Hello to everyone! I am hoping that someone out there can help me! I am trying to find some patterns for New England Patriots afghans to crochet. Any help is very appriciated as I intend to make this as a gift for a very special person! Thank you, Gina


----------



## chrissyf

welcome Gina! Unfortunately you will not find anything licensed by the New England Patriots...i know i have tried. What you may find is someone who is selling non-licensed therefore illegal patterns. My suggestion use a graphing program and make your own pattern. as long as you never profit from it and it is done for personal use only you are not technically breaking the law. I have an uncle who is a fan...i mean hardcore fan of the patriots and for him i designed a filet crocheted pillow with graph paper and a picture of the symbol. Good Luck!


----------



## 3mom

Yes, good luck-I need a pattern for a Red Sox afghan, but it looks like I will have to graph it, too. I have thought of doing one with red and white stripes, with blue on the border. All I can suggest.


----------



## kathiebee

As a fan of both the Red Sox and Patriots(Celtics too) I use to do cross stitch, and have pattern books for all the teams, you could always do the afghan stitch and cross stitch over it. 
(un) fortunately the pattern for the Patriots is the old one.


----------



## G-Ram

i once designed my own Red Sox afghan. Didn't turn out that hot but was OK. Also designed a Colts afghan (against my better jdgement) for my son who is a fan.


----------



## cgspat

Gina717 said:


> Hello to everyone! I am hoping that someone out there can help me! I am trying to find some patterns for New England Patriots afghans to crochet. Any help is very appriciated as I intend to make this as a gift for a very special person! Thank you, Gina


I made one with the matching pillow many years ago from a kit I had purchased from Herrschner's. My son still has it, and I still have the book. It's NFL Afghan, Lap Robe and Pillow by Nomis. My other son is having a son in two weeks. I just might have to make another.


----------



## 3mom

Why didn't the RS afghan turn out?


----------



## pmarch

I can tell you where to find patterns for this. Go to eBay and look for mjdavis090909, or lily corner. You will find all kinds of neat stuff. For you NHL and NBA fans this is where to look. Enough said.


----------



## ladybuys

Hi and Welcome from Sunny, So. California... 

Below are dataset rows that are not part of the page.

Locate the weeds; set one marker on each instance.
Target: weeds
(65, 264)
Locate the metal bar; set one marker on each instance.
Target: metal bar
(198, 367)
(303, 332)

It's so hard to find NHL and NBA Sites for knitting. I'de give the site mentioned by pmarch a try .


----------



## Irish maggie

Welcome, from Australia :thumbup:


----------



## kathiebee

kathiebee said:


> As a fan of both the Red Sox and Patriots(Celtics too) I use to do cross stitch, and have pattern books for all the teams, you could always do the afghan stitch and cross stitch over it.
> (un) fortunately the pattern for the Patriots is the old one.


I knitted this based on the cross stitch pattern, it will be a pillow when finished.


----------